Can I recycle metalized film (like chip bags, candy wrappers, and other food packaging)? The truth is that metalized film recycling is more complicated than a yes or no answer. Technically speaking, yes, processes exist for recycling metalized film. That does not mean there are always recycling outlets willing or able to accept this material. Here are some questions to ask when determining if metalized film recycling is a viable option for your company.

1. What is Your Metalized Film Byproduct?
From the insulation lining in spacesuits and firefighter uniforms to balloons, party decorations, and food packaging (like coffee bags), metalized film is used for a variety of purposes. Simply put, metalized film is a thin, flexible material with both plastic and metal layers. Commonly, this will be PP or PET plastic and aluminum. However, it’s also possible to use nickel or chromium as the metal and nylon or polyethylene as the plastic. The processes required for recycling your metalized film will depend directly on its material composition. For instance, since PET and PP melt at different temperatures, a recycling processor capable of handling PP based film may not be capable of recycling PET based film. Understanding exactly what type(s) of metal and plastic make up your film will significantly increase your ability to recycle this byproduct.

2. What Layers Exist?
While all metalized film has at least two layers (one plastic and one metal), there could be additional paper linings or coatings which would affect how this byproduct needs to be processed. For instance, some recyclers who focus on recovering the plastic from metalized film may not be able to process a paper layer. It’s also possible to have multiple layers of plastic or multiple layers of metal. The bottom line is that every layer of new material can add a layer of complexity to the recycling process, which could affect the overall value of the byproduct.

3. What Percentage is Metal vs. Plastic?
Not all metalized film contains the same amount of metal and plastic. Determining how much of each material is present will affect how your film is recycled as well as what it’s worth. For instance, if your metalized film contains more than 18% aluminum, it will likely be recycled for its aluminum. On the other hand, if it contains less than 18% aluminum, it might be more valuable to recycle this material for its plastic. Check with your recycler to understand the best options for recycling your specific metalized film.

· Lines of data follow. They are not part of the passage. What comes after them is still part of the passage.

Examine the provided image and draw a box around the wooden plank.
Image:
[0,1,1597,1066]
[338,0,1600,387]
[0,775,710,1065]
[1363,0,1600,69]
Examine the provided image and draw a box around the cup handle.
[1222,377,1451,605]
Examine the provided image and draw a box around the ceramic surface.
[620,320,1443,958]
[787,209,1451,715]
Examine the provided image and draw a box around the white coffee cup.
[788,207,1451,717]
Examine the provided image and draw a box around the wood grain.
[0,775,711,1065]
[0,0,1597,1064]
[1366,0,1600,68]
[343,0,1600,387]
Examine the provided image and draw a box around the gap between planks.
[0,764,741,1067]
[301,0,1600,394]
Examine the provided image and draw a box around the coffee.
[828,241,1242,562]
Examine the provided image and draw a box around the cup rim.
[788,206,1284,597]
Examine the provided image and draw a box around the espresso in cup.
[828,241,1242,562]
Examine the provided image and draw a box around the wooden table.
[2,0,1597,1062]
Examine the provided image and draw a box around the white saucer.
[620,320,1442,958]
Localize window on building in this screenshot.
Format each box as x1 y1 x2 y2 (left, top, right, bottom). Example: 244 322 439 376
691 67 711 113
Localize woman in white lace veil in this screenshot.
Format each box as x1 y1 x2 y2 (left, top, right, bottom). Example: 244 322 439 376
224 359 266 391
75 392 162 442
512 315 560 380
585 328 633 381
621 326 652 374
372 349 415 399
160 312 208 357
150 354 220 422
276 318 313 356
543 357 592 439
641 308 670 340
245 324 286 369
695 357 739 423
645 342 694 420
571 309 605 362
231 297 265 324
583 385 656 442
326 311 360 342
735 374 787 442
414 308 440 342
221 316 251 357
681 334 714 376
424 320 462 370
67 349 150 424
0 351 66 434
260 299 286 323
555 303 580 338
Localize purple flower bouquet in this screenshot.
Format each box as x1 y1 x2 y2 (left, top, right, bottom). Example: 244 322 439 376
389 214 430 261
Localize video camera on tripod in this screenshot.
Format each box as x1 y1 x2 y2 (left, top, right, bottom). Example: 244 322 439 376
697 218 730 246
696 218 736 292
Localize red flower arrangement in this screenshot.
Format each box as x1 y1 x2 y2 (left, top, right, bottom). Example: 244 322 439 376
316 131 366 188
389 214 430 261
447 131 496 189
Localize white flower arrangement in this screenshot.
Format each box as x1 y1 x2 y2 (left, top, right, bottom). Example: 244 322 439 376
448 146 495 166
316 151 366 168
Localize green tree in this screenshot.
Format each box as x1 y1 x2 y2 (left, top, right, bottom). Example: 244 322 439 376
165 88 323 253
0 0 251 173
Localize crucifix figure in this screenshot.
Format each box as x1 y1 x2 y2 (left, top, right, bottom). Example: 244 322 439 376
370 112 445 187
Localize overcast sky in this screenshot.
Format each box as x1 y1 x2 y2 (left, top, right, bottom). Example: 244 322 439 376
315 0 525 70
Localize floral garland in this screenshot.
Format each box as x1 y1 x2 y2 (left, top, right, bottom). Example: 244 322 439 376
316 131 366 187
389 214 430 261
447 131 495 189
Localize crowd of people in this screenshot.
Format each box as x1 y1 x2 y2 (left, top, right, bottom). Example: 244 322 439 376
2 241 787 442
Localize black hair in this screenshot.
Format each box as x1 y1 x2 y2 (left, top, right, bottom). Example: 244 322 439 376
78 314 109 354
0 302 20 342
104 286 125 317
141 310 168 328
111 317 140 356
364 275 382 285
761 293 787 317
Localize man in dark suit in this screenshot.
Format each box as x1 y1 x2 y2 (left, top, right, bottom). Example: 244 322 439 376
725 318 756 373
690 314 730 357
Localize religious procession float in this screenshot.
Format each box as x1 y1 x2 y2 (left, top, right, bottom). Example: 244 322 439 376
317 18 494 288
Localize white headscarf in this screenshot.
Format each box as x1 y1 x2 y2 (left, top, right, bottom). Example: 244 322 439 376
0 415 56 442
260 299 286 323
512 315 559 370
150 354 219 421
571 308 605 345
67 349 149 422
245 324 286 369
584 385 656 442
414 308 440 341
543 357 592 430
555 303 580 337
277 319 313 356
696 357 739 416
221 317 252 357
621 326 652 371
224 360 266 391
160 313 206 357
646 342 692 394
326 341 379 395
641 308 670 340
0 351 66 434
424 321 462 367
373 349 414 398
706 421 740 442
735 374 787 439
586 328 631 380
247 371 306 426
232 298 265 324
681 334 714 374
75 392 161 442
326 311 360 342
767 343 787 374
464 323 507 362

4. How Much Metalized Film Byproduct do You Generate in a Month?
Metalized film is very light weight. It was designed to be, since it serves as a lighter weight alternative to aluminum foil for a lot of flexible food packaging. However, its light weight makes it a more costly recyclable to transport. Add to this its complex multi-material composition, and the result is that transportation and processing costs for recycling this material sometimes exceed its market value. Consequently, many recyclers (especially curb side programs) do not accept metalized film. This does not mean your film cannot be recycled. However, the quantity and quality of byproduct your facility produces will greatly affect recycling opportunities (i.e. higher volumes of higher quality material are more likely to be marketable). One possibility for increasing value from your metalized film scrap would be to bale this material. However, you should discuss costs vs. benefits with your recycler before investing in baling equipment.